Shark Attacks In Western Australia Killing Tourism
Western Australia's reputation as the world's deadliest place for shark attacks has made it a tough sell for prospective tourists, and local authorities have asked the federal government to consider lifting the ban on fishing of great whites to help alleviate the problem.
The request came after the state experienced its second fatal shark attack in 2012 and fifth in less than a year.
A great white is believed to have killed 24-year-old Perth man Ben Linden on Saturday while he surfed near Wedge Island, 100 miles north of Perth. According to a witness on a Jet Ski who tried to retrieve the man's body, the young surfer was paddling out to sea on his surfboard when he was attacked.
Surfers in the area said they noticed a large shark trawling the waters in previous days and had nicknamed it Brutus due to its size.
Authorities closed state beaches over the weekend and searched for the shark and the man's remains, neither of which were found.
Western Australia Fisheries Minister Norman Moore told reporters he was very distressed by the death and the state's alarming shark attack toll.
Five fatalities in Western Australia [in 10 months] is unprecedented and cause for great alarm, he said.
He worried that the spate of attacks could spell disaster for the state's lucrative tourism industry, which draws tens of thousands of tourists each year.
Those people who want to come here to enjoy an ocean experience will be turned away because of this situation, Moore said.
The fisheries minister promised to lobby Canberra to allow more commercial and recreational fishing of great whites, saying there was anecdotal evidence that the species' population had recovered significantly since it was first protected in Australia in the 1990s.

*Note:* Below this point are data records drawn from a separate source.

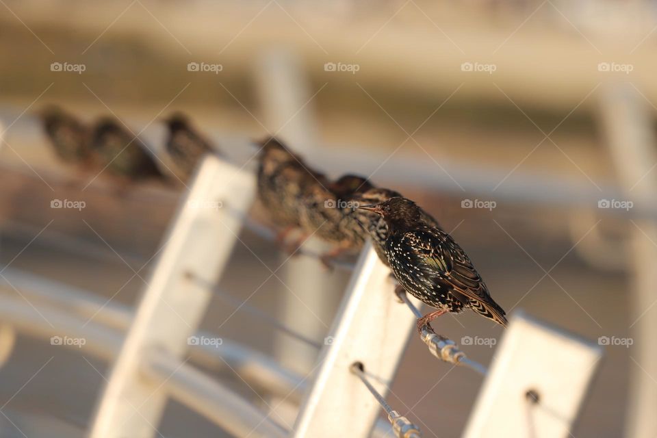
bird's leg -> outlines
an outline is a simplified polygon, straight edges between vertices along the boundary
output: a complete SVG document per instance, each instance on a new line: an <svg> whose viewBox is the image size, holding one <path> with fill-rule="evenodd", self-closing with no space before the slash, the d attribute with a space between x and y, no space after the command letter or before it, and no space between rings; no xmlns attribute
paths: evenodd
<svg viewBox="0 0 657 438"><path fill-rule="evenodd" d="M321 256L320 256L320 261L328 269L333 269L333 259L337 256L339 256L340 254L342 254L347 250L350 249L350 248L351 248L350 242L347 240L342 242L328 253L324 253Z"/></svg>
<svg viewBox="0 0 657 438"><path fill-rule="evenodd" d="M435 311L431 312L430 313L427 313L422 318L417 318L417 331L420 335L422 334L422 327L424 326L428 326L429 328L431 331L433 331L433 328L431 327L431 321L433 321L435 319L442 315L443 313L446 313L446 310L437 310Z"/></svg>

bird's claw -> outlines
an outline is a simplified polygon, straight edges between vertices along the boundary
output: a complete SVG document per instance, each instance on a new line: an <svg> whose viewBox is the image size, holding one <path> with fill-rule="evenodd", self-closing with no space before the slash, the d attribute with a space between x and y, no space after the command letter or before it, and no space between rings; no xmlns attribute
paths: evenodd
<svg viewBox="0 0 657 438"><path fill-rule="evenodd" d="M400 302L404 302L404 298L402 298L402 296L403 296L404 294L406 294L406 289L404 289L404 286L401 285L395 286L395 295L397 296L397 299Z"/></svg>

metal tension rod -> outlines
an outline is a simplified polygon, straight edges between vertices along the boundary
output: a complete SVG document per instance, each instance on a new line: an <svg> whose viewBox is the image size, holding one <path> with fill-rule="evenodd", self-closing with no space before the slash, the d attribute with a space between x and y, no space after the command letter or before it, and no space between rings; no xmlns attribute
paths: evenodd
<svg viewBox="0 0 657 438"><path fill-rule="evenodd" d="M361 362L355 362L352 364L350 370L360 378L365 386L372 393L372 395L378 402L378 404L385 411L385 413L388 414L388 421L392 424L392 428L398 438L421 438L422 435L420 431L420 428L411 423L408 418L400 415L398 412L390 407L390 405L386 402L381 394L378 394L374 387L372 386L372 384L368 381L367 376L365 376L365 366Z"/></svg>

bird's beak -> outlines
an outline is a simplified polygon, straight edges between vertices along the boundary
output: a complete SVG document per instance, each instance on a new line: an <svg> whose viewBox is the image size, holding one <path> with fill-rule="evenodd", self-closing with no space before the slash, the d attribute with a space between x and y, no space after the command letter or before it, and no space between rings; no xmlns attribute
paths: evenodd
<svg viewBox="0 0 657 438"><path fill-rule="evenodd" d="M358 208L361 210L367 210L368 211L374 211L376 214L383 216L383 211L381 210L378 205L360 205Z"/></svg>

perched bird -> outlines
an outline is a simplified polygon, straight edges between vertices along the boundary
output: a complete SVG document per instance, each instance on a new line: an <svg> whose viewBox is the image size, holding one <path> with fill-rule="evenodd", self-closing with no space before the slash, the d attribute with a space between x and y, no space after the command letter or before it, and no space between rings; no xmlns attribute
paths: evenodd
<svg viewBox="0 0 657 438"><path fill-rule="evenodd" d="M101 168L124 181L164 177L146 145L114 118L96 123L91 148Z"/></svg>
<svg viewBox="0 0 657 438"><path fill-rule="evenodd" d="M399 198L402 195L394 190L383 188L371 188L364 193L356 194L350 198L346 205L349 208L343 209L344 219L343 228L347 229L354 238L364 241L368 236L372 237L374 250L378 258L387 266L389 266L385 253L385 240L388 235L388 226L385 220L376 213L359 209L359 205L378 204L391 198ZM421 219L431 227L440 228L433 216L420 209Z"/></svg>
<svg viewBox="0 0 657 438"><path fill-rule="evenodd" d="M80 168L89 167L92 158L89 127L58 107L47 107L40 116L57 156Z"/></svg>
<svg viewBox="0 0 657 438"><path fill-rule="evenodd" d="M465 251L452 237L422 220L406 198L391 198L359 208L381 216L388 227L385 254L397 281L411 295L438 310L417 320L417 331L446 312L469 308L506 326L505 312L493 298Z"/></svg>
<svg viewBox="0 0 657 438"><path fill-rule="evenodd" d="M345 227L345 214L350 210L352 197L373 187L367 178L347 174L328 184L315 181L305 188L301 195L301 226L307 233L333 246L320 257L327 266L343 252L363 246L364 239Z"/></svg>
<svg viewBox="0 0 657 438"><path fill-rule="evenodd" d="M216 153L216 150L183 114L173 114L165 122L169 129L166 150L177 170L187 179L194 172L198 161L207 153Z"/></svg>
<svg viewBox="0 0 657 438"><path fill-rule="evenodd" d="M276 240L282 244L292 230L301 227L300 209L304 190L328 184L326 177L276 138L260 142L257 194L274 223L282 228Z"/></svg>

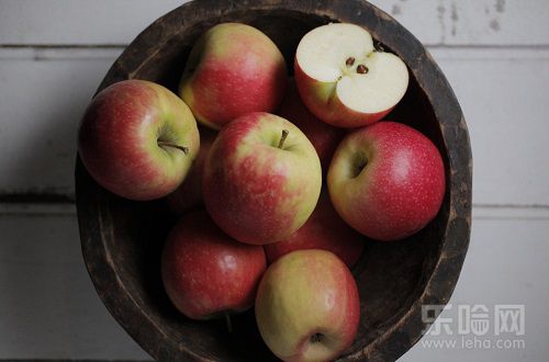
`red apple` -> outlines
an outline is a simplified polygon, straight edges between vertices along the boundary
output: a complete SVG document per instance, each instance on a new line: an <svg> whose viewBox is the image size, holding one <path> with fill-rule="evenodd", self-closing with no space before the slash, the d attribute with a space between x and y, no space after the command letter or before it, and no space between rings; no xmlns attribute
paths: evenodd
<svg viewBox="0 0 549 362"><path fill-rule="evenodd" d="M168 296L192 319L251 307L265 269L261 247L233 240L204 211L187 214L178 222L168 236L161 261Z"/></svg>
<svg viewBox="0 0 549 362"><path fill-rule="evenodd" d="M318 154L322 169L327 170L332 156L345 135L344 131L322 122L311 113L301 101L293 80L277 113L296 125L307 136Z"/></svg>
<svg viewBox="0 0 549 362"><path fill-rule="evenodd" d="M78 152L91 177L132 200L159 199L179 186L199 144L197 122L184 102L144 80L99 92L78 131Z"/></svg>
<svg viewBox="0 0 549 362"><path fill-rule="evenodd" d="M194 159L194 162L189 170L189 174L183 183L172 193L166 196L166 202L169 208L178 215L182 215L193 208L200 206L203 202L202 196L202 171L204 169L204 160L212 147L213 140L217 133L199 127L200 131L200 150Z"/></svg>
<svg viewBox="0 0 549 362"><path fill-rule="evenodd" d="M404 97L406 65L374 49L365 29L318 26L303 36L294 59L295 82L309 110L338 127L359 127L385 116Z"/></svg>
<svg viewBox="0 0 549 362"><path fill-rule="evenodd" d="M273 112L287 86L285 61L259 30L238 23L210 29L194 45L179 94L214 129L251 112Z"/></svg>
<svg viewBox="0 0 549 362"><path fill-rule="evenodd" d="M403 239L425 227L437 215L445 188L445 166L436 146L395 122L350 133L328 170L338 214L378 240Z"/></svg>
<svg viewBox="0 0 549 362"><path fill-rule="evenodd" d="M238 241L265 245L289 237L311 216L322 188L321 162L292 123L250 113L220 132L202 182L213 220Z"/></svg>
<svg viewBox="0 0 549 362"><path fill-rule="evenodd" d="M287 239L265 246L269 263L280 257L303 249L323 249L332 251L347 267L352 267L365 248L365 237L355 231L337 215L326 192L321 194L313 215Z"/></svg>
<svg viewBox="0 0 549 362"><path fill-rule="evenodd" d="M333 361L350 347L360 299L349 269L325 250L298 250L272 263L256 298L265 343L283 361Z"/></svg>

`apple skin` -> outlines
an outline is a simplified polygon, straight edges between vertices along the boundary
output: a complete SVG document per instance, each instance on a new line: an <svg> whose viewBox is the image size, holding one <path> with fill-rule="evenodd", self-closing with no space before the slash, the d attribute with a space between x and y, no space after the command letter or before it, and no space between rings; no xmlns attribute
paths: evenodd
<svg viewBox="0 0 549 362"><path fill-rule="evenodd" d="M303 104L293 80L290 81L287 95L277 114L292 122L307 136L318 154L322 169L327 171L332 156L345 136L345 131L322 122L312 114Z"/></svg>
<svg viewBox="0 0 549 362"><path fill-rule="evenodd" d="M278 147L282 131L288 137ZM202 190L213 220L238 241L276 242L311 216L322 188L318 156L292 123L250 113L226 125L208 154Z"/></svg>
<svg viewBox="0 0 549 362"><path fill-rule="evenodd" d="M322 82L307 76L294 61L294 77L303 104L320 120L343 128L356 128L376 123L388 115L394 106L376 113L357 112L334 95L333 82Z"/></svg>
<svg viewBox="0 0 549 362"><path fill-rule="evenodd" d="M250 308L265 269L261 247L233 240L205 211L187 214L176 224L161 259L168 296L192 319Z"/></svg>
<svg viewBox="0 0 549 362"><path fill-rule="evenodd" d="M197 210L204 201L202 195L202 171L204 170L206 155L217 133L205 127L199 127L199 132L200 150L189 170L189 174L176 191L166 196L168 207L176 215Z"/></svg>
<svg viewBox="0 0 549 362"><path fill-rule="evenodd" d="M349 269L335 254L298 250L267 269L255 312L264 341L279 359L332 361L356 337L360 299ZM312 342L317 333L322 337Z"/></svg>
<svg viewBox="0 0 549 362"><path fill-rule="evenodd" d="M437 215L446 190L445 166L436 146L418 131L395 122L347 135L327 179L339 216L359 233L385 241L425 227Z"/></svg>
<svg viewBox="0 0 549 362"><path fill-rule="evenodd" d="M159 140L187 147L160 146ZM78 152L91 177L131 200L166 196L183 181L200 146L197 122L163 86L125 80L99 92L78 129Z"/></svg>
<svg viewBox="0 0 549 362"><path fill-rule="evenodd" d="M294 250L322 249L335 253L351 268L362 254L365 239L337 215L328 193L323 192L313 214L298 231L264 248L269 263Z"/></svg>
<svg viewBox="0 0 549 362"><path fill-rule="evenodd" d="M179 94L214 129L251 112L273 112L287 87L285 60L259 30L239 23L210 29L194 45Z"/></svg>

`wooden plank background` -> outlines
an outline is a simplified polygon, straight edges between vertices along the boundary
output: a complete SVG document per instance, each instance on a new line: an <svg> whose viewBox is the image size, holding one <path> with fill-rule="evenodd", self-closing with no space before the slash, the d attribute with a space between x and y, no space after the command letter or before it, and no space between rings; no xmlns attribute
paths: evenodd
<svg viewBox="0 0 549 362"><path fill-rule="evenodd" d="M123 47L182 2L0 0L0 359L147 359L85 271L70 203L76 127ZM452 302L526 304L528 315L526 350L417 346L403 360L544 360L549 2L371 2L427 45L468 121L473 234Z"/></svg>

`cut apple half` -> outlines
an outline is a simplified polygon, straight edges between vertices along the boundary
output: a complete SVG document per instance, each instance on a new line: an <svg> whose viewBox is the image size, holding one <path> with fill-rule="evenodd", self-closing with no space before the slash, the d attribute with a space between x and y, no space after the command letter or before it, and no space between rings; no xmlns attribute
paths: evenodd
<svg viewBox="0 0 549 362"><path fill-rule="evenodd" d="M377 50L370 33L355 24L327 24L305 34L294 67L303 103L318 118L339 127L381 120L408 84L404 61Z"/></svg>

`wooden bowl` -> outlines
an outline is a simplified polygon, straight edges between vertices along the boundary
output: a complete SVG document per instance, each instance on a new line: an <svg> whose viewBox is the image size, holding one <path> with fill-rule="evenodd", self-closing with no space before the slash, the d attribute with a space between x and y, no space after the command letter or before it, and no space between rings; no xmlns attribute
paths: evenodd
<svg viewBox="0 0 549 362"><path fill-rule="evenodd" d="M471 150L466 122L445 76L422 44L391 16L360 0L201 0L154 22L114 63L100 90L137 78L176 90L197 38L221 22L243 22L269 35L289 71L300 38L328 22L360 24L407 65L406 95L386 117L412 125L438 147L446 166L444 205L425 229L399 242L367 242L355 275L361 321L341 360L395 360L422 337L422 305L446 304L469 245ZM78 160L78 220L83 258L110 313L160 361L269 361L253 310L233 320L193 321L177 313L160 280L160 251L175 222L163 202L131 202L100 188Z"/></svg>

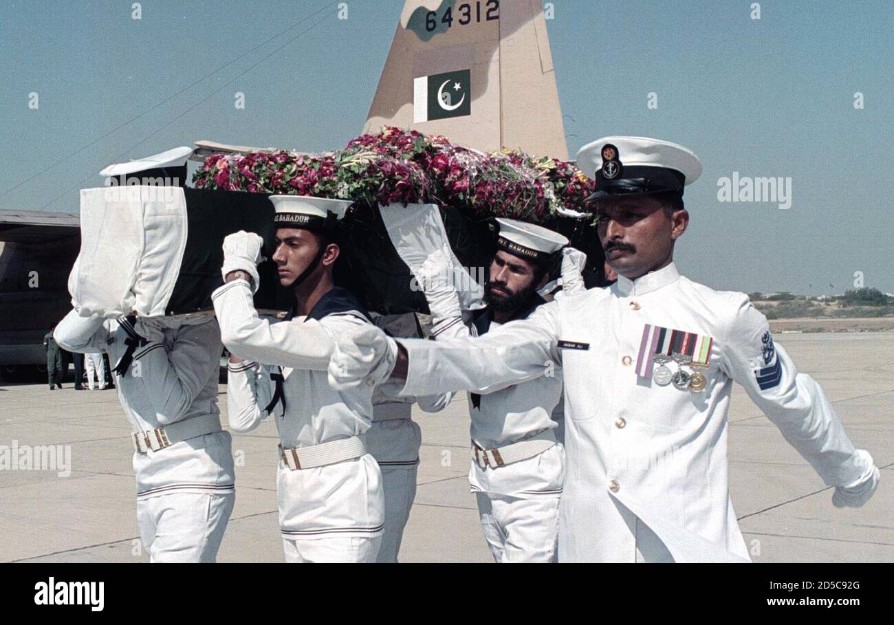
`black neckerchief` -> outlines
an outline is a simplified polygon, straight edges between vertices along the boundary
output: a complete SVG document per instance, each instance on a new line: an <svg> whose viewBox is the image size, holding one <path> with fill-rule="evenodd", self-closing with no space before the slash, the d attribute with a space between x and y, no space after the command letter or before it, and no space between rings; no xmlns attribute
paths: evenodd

Meanwhile, tourism operators in Western Australia have been told they cannot operate popular cage-dives with sharks for fear of attracting more great whites closer to the shore. The ban comes amid a heated debate in the country over the link between human attacks and the process of baiting the animal with food.
I have decided that Western Australia will not be the place for shark cage tourism, like those currently operating in South Australia and South Africa, Moore stated last week. While such ventures may generate direct or indirect economic benefits, there are also concerns that sustained activities to attract sharks to feeding opportunities have the potential to change the behavior patterns of those sharks.
I would prefer to take no risks until more is known, he added.
A recent study from the Commonwealth Scientific and Industrial Research Organization, or CSIRO, has found that while baiting keeps sharks in an area for a longer period of time, it's not necessarily linked to human attacks.
Roughly $13.65 million has been allocated to reducing the risk of attacks along Western Australia's pristine coast over the next four years. Some of the money will be used to research shark activity, while a portion will go toward educating people about shark safety awareness.
Officials have told swimmers and surfers they can reduce the risk of an attack by avoiding the water at dawn and dusk, swimming in pairs near the shore and steering clear of river mouths or drop-offs to deeper water.
Scientists note that sharks are much more afraid of us than we are of them, and they have good reason. According to United Nations estimates, more than 10 million sharks are killed each year for their fins -- a figure many conservationists consider an underestimate.
Even Peter Benchley, the author who instilled terror in millions of moviegoers with his best-selling novel, Jaws, which he helped turn into a movie, said to a group in Hong Kong in 2000 that you are much more likely to be killed by bees, dogs, bats and, certainly in Hong Kong, automobiles.
Benchley was in Hong Kong, the world's largest importer of shark fins, to urge governments to protect sharks, acknowledging that the concepts upon which Jaws was based were mostly erroneous.
Back then it was thought and accepted by everybody that great white sharks targeted human beings, the demonizer-turned-protector said. Now we know that great white sharks, and indeed all sharks, avoid people, and 70 or 80 percent of the time if they bite a human being it's by accident and they spit the human being out.